Israeli ‘Greater Jerusalem’ bill paused after US pressure
Legislation to secure a Jewish majority in the holy city a ploy to annex parts of West Bank, critics claim
A bill before the Israeli parliament which would have secured a Jewish majority in Jerusalem has been delayed, following pressure from the US and concerns it would allow Israel to annex large parts of the West Bank.
What is in the bill?
The Greater Jerusalem legislation would bring some Jewish settlements built in the Palestinian West Bank under the jurisdiction of Jerusalem’s municipal authority.
It was due to be submitted for approval on Sunday to a ministerial committee but was withdrawn at the last minute after pressure from Washington, which fears it amounts to the annexation of Jewish settlements.
Reuters reports proponents of the legislation say it “falls short of formal land annexation to Israel but will enable some 150,000 settlers to vote in Jerusalem city elections”. Intelligence minister Israel Katz, a supporter of the bill, has said this would “ensure a Jewish majority in a united Jerusalem”.
Israel claims all of Jerusalem as its capital, including the eastern sector it captured along with the West Bank and Gaza Strip in the 1967 Six-Day War. However, it has not received recognition of its claim by the international community and most embassies, including that of the US, are still in Tel Aviv.

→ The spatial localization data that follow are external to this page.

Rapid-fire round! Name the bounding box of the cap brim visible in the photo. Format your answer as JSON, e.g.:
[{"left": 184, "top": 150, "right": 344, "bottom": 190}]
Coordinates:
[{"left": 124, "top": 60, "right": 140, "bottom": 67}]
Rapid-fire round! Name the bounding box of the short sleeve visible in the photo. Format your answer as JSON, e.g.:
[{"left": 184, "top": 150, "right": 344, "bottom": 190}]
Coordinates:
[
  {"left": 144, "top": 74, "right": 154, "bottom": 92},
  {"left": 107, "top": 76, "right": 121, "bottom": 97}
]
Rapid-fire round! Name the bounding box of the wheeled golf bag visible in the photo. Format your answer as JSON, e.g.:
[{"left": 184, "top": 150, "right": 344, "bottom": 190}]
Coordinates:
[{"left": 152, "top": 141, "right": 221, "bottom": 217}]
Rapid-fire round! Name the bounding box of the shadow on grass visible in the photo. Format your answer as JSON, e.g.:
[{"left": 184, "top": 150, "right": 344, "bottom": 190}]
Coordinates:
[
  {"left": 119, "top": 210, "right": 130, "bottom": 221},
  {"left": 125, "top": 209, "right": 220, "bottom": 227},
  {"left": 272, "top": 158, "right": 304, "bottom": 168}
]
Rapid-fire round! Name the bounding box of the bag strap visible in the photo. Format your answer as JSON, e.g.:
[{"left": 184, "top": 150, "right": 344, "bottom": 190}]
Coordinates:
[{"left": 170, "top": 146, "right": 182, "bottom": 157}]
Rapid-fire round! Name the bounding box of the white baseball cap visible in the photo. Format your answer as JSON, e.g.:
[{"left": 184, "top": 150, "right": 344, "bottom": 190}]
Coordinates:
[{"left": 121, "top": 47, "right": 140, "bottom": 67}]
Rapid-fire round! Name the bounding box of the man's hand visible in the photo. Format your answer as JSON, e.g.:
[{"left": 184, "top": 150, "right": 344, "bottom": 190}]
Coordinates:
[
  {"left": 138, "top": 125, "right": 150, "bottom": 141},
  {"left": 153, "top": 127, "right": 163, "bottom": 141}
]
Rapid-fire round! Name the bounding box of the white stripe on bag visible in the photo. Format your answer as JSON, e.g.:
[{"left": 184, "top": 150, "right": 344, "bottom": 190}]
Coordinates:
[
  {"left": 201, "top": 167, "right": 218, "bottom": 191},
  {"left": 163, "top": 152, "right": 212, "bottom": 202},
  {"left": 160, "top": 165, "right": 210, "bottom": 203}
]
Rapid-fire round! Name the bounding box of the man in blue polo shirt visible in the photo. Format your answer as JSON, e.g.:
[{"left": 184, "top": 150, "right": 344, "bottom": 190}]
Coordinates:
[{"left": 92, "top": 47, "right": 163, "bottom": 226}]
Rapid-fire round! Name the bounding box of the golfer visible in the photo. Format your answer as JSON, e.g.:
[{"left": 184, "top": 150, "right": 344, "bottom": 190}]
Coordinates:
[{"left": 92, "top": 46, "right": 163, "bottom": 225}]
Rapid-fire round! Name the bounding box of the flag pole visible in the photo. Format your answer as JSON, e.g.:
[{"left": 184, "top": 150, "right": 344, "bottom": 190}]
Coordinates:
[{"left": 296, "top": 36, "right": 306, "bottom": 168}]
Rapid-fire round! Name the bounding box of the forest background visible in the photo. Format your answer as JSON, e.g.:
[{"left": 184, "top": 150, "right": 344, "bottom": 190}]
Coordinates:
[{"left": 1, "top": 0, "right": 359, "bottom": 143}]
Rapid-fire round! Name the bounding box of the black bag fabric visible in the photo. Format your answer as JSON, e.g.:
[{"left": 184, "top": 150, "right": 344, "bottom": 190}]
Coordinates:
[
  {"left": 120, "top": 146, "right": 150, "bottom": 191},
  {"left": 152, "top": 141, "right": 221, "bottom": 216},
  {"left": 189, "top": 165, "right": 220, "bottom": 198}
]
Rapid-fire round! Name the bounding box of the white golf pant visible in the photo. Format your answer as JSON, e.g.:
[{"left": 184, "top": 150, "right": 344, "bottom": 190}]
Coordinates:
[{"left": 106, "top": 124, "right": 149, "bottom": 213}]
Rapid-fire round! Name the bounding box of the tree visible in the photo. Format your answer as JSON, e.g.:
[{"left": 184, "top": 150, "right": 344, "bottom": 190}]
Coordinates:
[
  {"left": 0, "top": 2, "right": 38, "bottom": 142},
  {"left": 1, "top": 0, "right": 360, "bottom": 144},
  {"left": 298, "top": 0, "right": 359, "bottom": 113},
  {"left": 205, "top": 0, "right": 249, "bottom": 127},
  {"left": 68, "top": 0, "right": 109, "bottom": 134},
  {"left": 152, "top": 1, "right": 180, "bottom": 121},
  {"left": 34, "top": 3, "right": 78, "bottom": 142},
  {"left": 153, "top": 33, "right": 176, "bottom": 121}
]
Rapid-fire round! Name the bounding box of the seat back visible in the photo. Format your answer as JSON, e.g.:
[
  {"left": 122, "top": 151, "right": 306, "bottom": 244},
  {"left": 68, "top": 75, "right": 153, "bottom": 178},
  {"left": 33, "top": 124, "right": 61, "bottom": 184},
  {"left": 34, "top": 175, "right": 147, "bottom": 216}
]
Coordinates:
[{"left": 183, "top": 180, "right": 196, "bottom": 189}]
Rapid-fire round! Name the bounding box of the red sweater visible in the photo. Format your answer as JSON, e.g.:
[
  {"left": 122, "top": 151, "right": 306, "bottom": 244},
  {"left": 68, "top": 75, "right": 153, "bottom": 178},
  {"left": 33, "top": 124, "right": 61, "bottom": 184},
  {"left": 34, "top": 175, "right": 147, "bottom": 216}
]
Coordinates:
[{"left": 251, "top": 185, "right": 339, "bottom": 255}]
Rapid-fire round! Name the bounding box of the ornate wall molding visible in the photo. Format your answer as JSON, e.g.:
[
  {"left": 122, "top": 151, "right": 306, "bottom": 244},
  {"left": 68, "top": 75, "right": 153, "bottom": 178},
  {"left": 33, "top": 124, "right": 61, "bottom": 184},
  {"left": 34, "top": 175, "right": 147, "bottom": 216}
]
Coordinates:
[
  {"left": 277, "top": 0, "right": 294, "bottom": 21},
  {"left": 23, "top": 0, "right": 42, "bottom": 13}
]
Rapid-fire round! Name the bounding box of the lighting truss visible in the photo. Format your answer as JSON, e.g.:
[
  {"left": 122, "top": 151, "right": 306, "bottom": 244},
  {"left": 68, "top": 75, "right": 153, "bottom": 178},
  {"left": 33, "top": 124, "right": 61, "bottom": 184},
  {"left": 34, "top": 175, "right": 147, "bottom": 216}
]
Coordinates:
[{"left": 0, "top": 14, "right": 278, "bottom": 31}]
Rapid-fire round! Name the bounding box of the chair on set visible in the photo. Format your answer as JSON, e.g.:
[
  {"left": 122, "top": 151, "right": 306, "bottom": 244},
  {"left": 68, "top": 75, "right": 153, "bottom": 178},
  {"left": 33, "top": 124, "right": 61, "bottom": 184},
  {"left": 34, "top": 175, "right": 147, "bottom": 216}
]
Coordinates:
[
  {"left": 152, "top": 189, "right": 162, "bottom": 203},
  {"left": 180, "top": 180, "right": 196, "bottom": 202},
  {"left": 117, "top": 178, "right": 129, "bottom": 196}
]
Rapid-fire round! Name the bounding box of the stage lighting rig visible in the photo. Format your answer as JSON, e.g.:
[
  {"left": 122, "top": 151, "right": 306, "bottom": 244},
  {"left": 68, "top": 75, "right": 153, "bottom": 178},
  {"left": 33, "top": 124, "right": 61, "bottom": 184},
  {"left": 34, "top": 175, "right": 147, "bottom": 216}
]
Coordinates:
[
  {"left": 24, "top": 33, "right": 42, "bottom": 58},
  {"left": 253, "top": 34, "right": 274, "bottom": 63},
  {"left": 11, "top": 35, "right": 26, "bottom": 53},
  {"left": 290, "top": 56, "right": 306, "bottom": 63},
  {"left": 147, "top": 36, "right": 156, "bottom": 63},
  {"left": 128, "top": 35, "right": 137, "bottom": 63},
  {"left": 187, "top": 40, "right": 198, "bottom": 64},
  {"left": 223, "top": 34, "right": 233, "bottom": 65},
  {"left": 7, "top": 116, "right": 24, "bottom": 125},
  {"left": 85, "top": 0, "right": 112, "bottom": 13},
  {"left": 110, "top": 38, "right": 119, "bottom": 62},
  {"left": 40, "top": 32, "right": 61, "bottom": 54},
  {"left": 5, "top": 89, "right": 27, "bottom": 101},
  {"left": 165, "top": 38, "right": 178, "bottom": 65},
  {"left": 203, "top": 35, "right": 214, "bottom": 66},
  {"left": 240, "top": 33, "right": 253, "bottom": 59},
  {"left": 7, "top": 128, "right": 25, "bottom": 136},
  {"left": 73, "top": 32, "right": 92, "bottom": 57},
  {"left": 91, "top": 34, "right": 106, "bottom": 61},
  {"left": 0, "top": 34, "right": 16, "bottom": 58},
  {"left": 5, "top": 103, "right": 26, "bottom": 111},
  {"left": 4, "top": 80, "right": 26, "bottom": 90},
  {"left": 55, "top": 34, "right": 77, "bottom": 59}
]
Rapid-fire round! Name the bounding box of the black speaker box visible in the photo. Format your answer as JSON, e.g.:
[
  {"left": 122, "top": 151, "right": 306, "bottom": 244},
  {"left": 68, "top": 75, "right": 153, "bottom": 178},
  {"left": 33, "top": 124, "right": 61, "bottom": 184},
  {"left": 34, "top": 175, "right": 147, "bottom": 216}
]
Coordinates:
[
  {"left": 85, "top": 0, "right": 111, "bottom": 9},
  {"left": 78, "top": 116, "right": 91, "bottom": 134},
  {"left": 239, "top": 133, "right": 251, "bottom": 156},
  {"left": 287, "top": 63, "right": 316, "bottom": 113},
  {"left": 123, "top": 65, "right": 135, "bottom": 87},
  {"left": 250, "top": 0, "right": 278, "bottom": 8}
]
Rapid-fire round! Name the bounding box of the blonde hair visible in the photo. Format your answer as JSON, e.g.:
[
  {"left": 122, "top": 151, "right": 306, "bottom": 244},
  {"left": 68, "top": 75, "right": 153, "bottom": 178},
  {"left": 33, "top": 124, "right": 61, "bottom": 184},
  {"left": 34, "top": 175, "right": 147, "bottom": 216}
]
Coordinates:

So why does the US oppose the bill?
A member of the ruling Likud Party and chairman of the coalition, David Bitan, told Army Radio a vote by the cabinet committee would be delayed because Washington told Israel the bill could impede US efforts to revive the peace talks that collapsed in 2014.

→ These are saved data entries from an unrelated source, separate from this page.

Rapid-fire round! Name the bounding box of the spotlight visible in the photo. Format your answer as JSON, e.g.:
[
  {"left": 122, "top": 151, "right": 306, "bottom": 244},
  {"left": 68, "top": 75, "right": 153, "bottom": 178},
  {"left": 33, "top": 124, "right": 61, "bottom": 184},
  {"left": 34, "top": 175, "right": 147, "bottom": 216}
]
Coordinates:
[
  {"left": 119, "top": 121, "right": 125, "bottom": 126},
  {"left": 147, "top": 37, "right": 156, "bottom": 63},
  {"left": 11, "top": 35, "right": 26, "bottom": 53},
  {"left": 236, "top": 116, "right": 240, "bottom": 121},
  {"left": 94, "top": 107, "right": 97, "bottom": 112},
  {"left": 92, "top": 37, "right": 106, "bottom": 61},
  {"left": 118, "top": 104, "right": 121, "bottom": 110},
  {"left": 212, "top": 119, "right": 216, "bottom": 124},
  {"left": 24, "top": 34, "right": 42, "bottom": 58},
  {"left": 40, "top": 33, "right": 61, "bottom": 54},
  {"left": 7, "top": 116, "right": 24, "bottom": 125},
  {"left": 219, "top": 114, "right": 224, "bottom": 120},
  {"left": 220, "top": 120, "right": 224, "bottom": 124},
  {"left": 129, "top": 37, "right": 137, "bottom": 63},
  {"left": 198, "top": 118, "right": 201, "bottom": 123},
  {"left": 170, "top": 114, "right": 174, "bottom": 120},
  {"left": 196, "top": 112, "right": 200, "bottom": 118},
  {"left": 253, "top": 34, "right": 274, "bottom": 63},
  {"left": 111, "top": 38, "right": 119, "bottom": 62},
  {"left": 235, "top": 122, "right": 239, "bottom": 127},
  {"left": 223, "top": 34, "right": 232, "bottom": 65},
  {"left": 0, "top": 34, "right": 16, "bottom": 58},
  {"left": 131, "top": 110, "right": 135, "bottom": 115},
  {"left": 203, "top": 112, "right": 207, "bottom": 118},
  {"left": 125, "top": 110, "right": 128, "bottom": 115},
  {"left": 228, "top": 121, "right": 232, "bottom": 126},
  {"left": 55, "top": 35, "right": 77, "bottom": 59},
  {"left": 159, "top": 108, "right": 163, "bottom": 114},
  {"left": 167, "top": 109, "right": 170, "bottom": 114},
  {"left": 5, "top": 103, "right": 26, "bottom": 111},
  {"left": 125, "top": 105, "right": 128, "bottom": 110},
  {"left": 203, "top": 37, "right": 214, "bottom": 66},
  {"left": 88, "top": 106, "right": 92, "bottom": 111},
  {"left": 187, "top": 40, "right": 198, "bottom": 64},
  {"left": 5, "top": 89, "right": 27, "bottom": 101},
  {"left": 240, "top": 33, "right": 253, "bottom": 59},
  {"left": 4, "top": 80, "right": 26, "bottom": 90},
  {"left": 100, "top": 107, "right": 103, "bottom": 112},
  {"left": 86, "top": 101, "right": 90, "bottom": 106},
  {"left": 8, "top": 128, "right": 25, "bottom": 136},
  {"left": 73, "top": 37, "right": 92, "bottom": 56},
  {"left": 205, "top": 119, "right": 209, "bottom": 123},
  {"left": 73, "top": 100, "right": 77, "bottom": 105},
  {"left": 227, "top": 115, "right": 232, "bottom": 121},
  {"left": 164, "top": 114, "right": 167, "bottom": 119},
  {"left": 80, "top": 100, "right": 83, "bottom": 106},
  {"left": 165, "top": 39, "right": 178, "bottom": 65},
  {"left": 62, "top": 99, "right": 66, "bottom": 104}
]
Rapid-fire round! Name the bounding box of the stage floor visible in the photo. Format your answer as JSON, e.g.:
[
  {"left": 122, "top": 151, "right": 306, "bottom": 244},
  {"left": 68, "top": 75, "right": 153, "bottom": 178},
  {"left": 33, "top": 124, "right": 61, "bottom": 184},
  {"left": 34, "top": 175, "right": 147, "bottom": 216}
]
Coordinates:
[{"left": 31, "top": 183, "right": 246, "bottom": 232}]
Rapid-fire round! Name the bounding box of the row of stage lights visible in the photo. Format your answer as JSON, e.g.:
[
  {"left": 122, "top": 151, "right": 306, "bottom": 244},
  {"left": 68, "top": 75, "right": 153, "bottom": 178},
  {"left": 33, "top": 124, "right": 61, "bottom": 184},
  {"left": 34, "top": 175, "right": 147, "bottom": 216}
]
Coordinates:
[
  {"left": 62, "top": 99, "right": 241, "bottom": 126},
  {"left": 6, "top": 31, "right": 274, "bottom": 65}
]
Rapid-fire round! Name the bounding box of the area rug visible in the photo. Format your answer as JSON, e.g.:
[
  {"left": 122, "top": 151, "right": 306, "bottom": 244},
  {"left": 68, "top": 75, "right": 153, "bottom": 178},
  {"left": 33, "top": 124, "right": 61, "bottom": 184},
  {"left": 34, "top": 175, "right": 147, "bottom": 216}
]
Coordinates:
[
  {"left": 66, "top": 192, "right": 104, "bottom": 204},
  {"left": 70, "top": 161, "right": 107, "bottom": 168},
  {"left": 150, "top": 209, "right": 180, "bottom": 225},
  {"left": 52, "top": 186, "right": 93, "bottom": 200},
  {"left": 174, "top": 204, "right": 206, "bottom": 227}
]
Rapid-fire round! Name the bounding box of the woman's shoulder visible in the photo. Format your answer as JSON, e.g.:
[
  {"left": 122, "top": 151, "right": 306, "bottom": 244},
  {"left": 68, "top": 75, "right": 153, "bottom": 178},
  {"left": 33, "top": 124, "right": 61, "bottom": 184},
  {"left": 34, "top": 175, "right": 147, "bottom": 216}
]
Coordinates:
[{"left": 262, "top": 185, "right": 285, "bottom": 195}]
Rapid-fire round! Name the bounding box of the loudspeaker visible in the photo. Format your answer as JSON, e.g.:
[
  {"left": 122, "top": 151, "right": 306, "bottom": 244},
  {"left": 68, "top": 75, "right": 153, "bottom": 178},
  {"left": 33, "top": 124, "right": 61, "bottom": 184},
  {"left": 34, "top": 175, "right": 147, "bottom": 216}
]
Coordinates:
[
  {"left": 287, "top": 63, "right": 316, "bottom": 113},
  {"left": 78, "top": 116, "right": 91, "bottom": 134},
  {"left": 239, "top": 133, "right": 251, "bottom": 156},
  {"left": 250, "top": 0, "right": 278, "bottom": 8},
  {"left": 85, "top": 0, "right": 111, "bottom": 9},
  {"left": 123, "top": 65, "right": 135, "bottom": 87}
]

“There is American pressure that claims this is about annexation and that this could interfere with the peace process,” Bitan said.
Israeli media have reported that the US Ambassador to Israel, David Friedman, had conveyed “misgivings” about the legislation.
However, Bitan added: “We have to take the time to clarify matters to the Americans. Therefore, if the bill passes in a week, or in a month, it’s less problematic.”